Here we can draw a careful analogy: this stance resembles what we typically call progressive in cultural or political terms. Progressivism tends toward critique—of institutions, canons, traditions—and imagines futures in which other ways of living, thinking, or expressing might become viable.
Such an overlap is not a perfect equivalence, but the proximity is difficult to ignore. The hysterical orientation, always asking, “What else could there be?,” mirrors the progressive insistence that social, artistic, or ethical norms can and should be continually reinvented.
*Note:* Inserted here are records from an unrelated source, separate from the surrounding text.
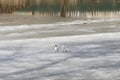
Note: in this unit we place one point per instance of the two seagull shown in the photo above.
(63, 49)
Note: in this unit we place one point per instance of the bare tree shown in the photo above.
(64, 8)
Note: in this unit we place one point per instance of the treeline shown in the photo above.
(10, 6)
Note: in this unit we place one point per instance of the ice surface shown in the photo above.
(89, 57)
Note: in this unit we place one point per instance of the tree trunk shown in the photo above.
(64, 8)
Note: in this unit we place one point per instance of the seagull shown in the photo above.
(63, 48)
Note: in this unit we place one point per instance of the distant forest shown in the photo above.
(62, 6)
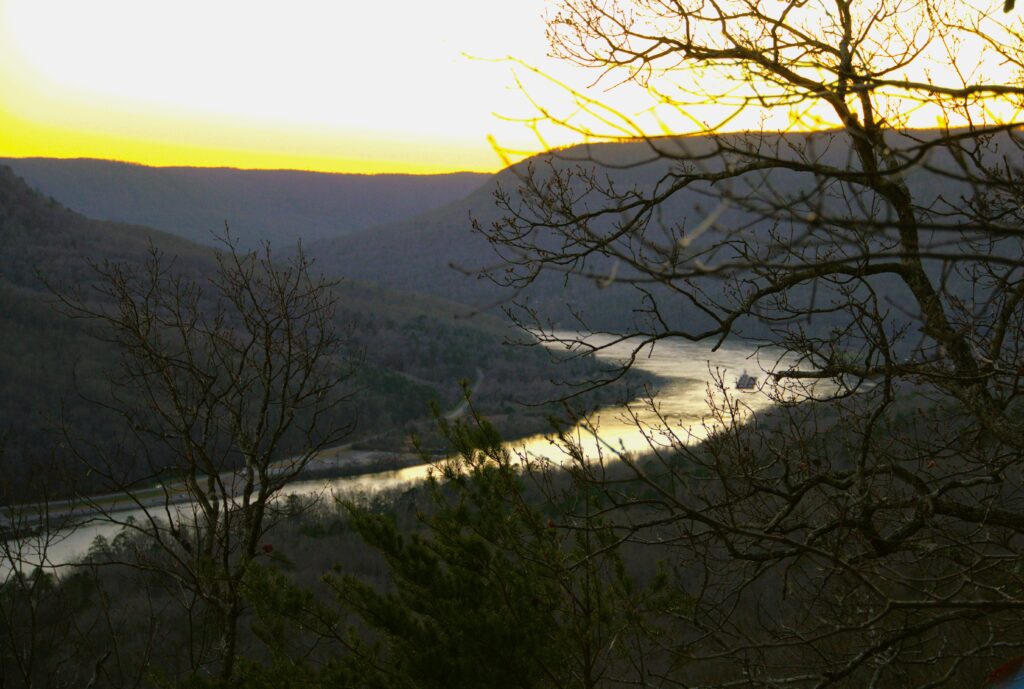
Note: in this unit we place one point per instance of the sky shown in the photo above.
(397, 86)
(331, 85)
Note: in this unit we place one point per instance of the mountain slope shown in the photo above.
(418, 254)
(279, 206)
(416, 347)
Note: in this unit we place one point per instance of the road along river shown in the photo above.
(689, 376)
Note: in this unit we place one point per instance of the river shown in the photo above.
(687, 371)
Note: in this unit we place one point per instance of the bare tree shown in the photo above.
(867, 531)
(228, 386)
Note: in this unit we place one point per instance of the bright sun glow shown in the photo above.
(402, 86)
(354, 86)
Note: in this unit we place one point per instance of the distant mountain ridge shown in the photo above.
(439, 253)
(278, 206)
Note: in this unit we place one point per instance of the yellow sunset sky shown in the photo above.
(341, 86)
(396, 86)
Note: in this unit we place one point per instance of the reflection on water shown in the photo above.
(690, 376)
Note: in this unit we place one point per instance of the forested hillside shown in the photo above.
(278, 206)
(440, 252)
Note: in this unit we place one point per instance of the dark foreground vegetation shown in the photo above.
(868, 531)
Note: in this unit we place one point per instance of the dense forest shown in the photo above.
(865, 528)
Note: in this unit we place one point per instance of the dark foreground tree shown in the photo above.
(511, 578)
(868, 530)
(228, 385)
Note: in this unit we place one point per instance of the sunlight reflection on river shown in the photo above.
(690, 377)
(689, 380)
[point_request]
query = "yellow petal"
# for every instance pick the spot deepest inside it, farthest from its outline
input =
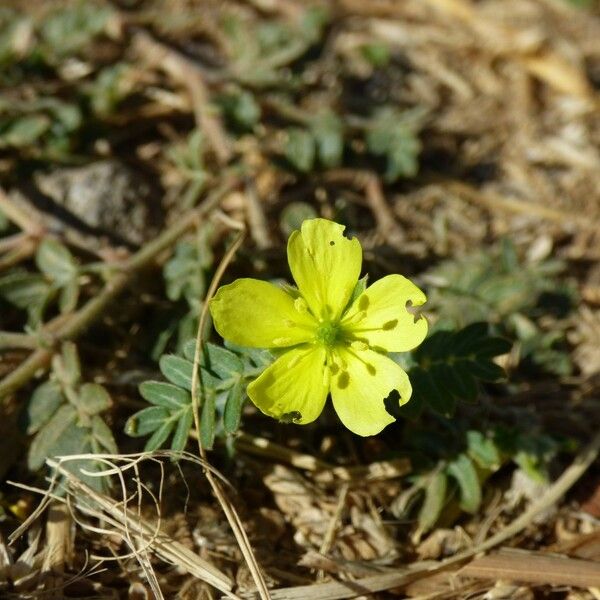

The Obsessional Subject: Order, Preservation, and the Academic Artist
If the hysteric questions the symbolic order, the obsessional subject clings to it. Levine summarizes the obsessional dilemma with another illustrative question: “Am I alive or am I dead?” Again, this is not Lacan’s literal phrasing, but a condensation of the obsessional’s oscillation between being and non-being, and of the anxiety that deviation from duty risks catastrophe: “The obsessional subject… responds to the imagined desire of the Other by insisting that the normal order must be maintained” (Levine, 2008).
This attitude aligns with the ethos of the academic artist, who values established technique, tradition, and continuity. The comparison here to conservative sensibilities is compelling. Conservatism, broadly understood, stresses the importance of inherited forms, incremental change, and the dangers of disorder. It insists that tradition is not merely an anchor but a repository of accumulated wisdom.
Again, the overlap is metaphorical: a conservative person is not necessarily an “obsessional subject” in the psychoanalytic sense. Yet the resemblance, especially in relation to authority, convention, and stability, is close enough to illuminate patterns in contemporary discourse.
Why the Analogy Works—Within Limits
The parallel between these psychoanalytic structures and political orientations is, by necessity, symbolic rather than literal. Lacan’s categories describe unconscious configurations of desire, not ideological commitments. Individuals of any political persuasion can exhibit either structure at the level of psychic organization.
Yet the analogy remains fruitful because both domains, clinical structure and cultural attitude, revolve around a shared axis: one pole questions norms, the other preserves them. In artistic contexts, Lacan’s imagery makes this explicit: avant-garde versus academic, innovation versus tradition. When mapped onto the social sphere, these positions help explain why democratic societies often divide into two relatively stable camps, each embodying a distinct relation to the symbolic order, one interrogative, the other preservational.
Beyond the Divide: The Psychoanalytic Message
Lacan’s ultimate point, however, is not to valorize either side but to loosen the grip of the imagined Other. Both the hysteric, who resists an authority taken to be omnipotent, and the obsessional, who follows it slavishly, remain captive to a fantasy: that the Other truly knows. Psychoanalysis attempts to show that this supposed guarantor does not exist as an all-knowing will.
When this realization dawns, the subject discovers a different possibility—neither rebellion nor obedience, but an encounter with personal desire unmoored from projected demands. Art, in its highest forms, often moves in this direction: it neither repeats conventions nor rejects them reflexively, but finds a singular path.
Bibliography
• Fink, Bruce. A Clinical Introduction to Lacanian Psychoanalysis.
Cambridge: Harvard University Press, 1997.
• Lacan, Jacques. Écrits. Paris: Seuil, 1966.
• Lacan, Jacques. The Seminar, Book XI: The Four Fundamental Concepts of
Psychoanalysis. Trans. A. Sheridan. New York: Norton, 1977.
• Leader, Darian. Why Do People Get Ill? London: Hamish Hamilton, 2007.
• Levine, Steven Z. Lacan Reframed. London: I.B. Tauris, 2008.
• Roudinesco, Élisabeth. Jacques Lacan & Co.: A History of
Psychoanalysis in France. Chicago: University of Chicago Press, 1990.